I have these lexer rules in my ANTLR3 grammar:
INTEGER: DIGITS;
FLOAT: DIGITS? DOT_SYMBOL DIGITS ('E' (MINUS_OPERATOR | PLUS_OPERATOR)? DIGITS)?;
HEXNUMBER: '0X' HEXDIGIT+;
HEXSTRING: 'X' '\'' HEXDIGIT+ '\'';
BITNUMBER: '0B' ('0' | '1')+;
BITSTRING: 'B' '\'' ('0' | '1')+ '\'';
NCHAR_TEXT: 'N' SINGLE_QUOTED_TEXT;
IDENTIFIER: LETTER_WHEN_UNQUOTED+;
fragment LETTER_WHEN_UNQUOTED:
'0'..'9'
| 'A'..'Z' // Only upper case, as we use a case insensitive parser (insensitive only for ASCII).
| '$'
| '_'
| '\u0080'..'\uffff'
;
and
qualified_identifier:
IDENTIFIER ( options { greedy = true; }: DOT_SYMBOL IDENTIFIER)?
;
This works mostly fine except for very specific situations like the input t1.1_d
which is supposed to be parsed as 2 identifiers connected with a dot. What happens is that .1 is matched as float even though it's followed by underscore and letter(s).
It's clear where that comes from: LETTER_WHEN_UNQUOTED includes digits so '1' can be both an integer and an identifier. But the rule order should take care to resolve this to an integer, as intented (and usually does).
However, I'm perplexed the t1.1_d
input causes the float rule to kick in and would appreciate some pointers to resolve this problem. As soon as I add a space after the dot all is fine, but that is obviously not a real solution.

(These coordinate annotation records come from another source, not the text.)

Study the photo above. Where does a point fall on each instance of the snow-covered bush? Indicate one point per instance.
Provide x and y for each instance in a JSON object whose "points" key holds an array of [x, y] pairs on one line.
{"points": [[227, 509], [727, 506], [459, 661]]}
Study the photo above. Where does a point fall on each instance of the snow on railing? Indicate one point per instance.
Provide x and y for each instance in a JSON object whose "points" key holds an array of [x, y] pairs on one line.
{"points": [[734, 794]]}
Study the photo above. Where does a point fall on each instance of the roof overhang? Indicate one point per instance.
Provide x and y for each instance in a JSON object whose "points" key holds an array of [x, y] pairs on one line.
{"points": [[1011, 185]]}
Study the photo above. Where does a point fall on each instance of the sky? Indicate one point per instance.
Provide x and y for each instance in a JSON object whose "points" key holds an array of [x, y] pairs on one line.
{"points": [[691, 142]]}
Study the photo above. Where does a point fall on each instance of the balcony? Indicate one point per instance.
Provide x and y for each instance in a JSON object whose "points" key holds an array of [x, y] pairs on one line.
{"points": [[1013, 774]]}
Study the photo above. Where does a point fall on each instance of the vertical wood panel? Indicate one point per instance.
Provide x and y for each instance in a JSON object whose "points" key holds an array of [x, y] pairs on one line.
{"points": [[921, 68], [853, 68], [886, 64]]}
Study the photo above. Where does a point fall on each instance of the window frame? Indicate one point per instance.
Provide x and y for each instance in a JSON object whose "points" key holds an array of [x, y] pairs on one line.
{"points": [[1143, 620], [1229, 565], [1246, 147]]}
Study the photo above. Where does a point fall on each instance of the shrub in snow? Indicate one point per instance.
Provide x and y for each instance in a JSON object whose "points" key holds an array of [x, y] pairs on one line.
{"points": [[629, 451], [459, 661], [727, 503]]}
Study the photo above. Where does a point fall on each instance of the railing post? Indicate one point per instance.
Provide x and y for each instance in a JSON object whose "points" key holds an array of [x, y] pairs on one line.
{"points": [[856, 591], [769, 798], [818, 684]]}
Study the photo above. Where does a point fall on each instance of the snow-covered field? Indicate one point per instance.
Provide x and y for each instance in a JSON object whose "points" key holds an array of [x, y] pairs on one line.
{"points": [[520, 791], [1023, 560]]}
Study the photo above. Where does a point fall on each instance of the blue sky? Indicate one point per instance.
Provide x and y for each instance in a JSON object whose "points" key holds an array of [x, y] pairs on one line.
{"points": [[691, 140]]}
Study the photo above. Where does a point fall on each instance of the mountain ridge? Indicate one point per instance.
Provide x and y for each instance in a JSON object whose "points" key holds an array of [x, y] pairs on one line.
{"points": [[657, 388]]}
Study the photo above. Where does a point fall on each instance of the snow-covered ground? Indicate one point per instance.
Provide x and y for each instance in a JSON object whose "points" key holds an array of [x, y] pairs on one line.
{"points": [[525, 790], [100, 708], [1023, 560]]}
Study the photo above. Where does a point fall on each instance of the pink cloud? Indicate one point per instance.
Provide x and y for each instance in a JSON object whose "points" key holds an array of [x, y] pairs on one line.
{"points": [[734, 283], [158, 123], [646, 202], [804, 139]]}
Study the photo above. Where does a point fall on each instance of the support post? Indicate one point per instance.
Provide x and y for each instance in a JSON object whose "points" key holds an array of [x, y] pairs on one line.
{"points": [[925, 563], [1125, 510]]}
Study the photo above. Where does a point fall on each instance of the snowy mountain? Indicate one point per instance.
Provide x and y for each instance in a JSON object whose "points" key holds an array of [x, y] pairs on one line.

When I move the IDENTIFIER rule before the others I get new trouble because several other rules can no longer be matched then. Moving the FLOAT rule after the IDENTIFIER rule doesn't fix the problem either (but at least doesn't produce new problems). In this case we see the actual problem: the dot is always matched by the FLOAT rule if directly followed by a digit. What can I do to make it not match in my case?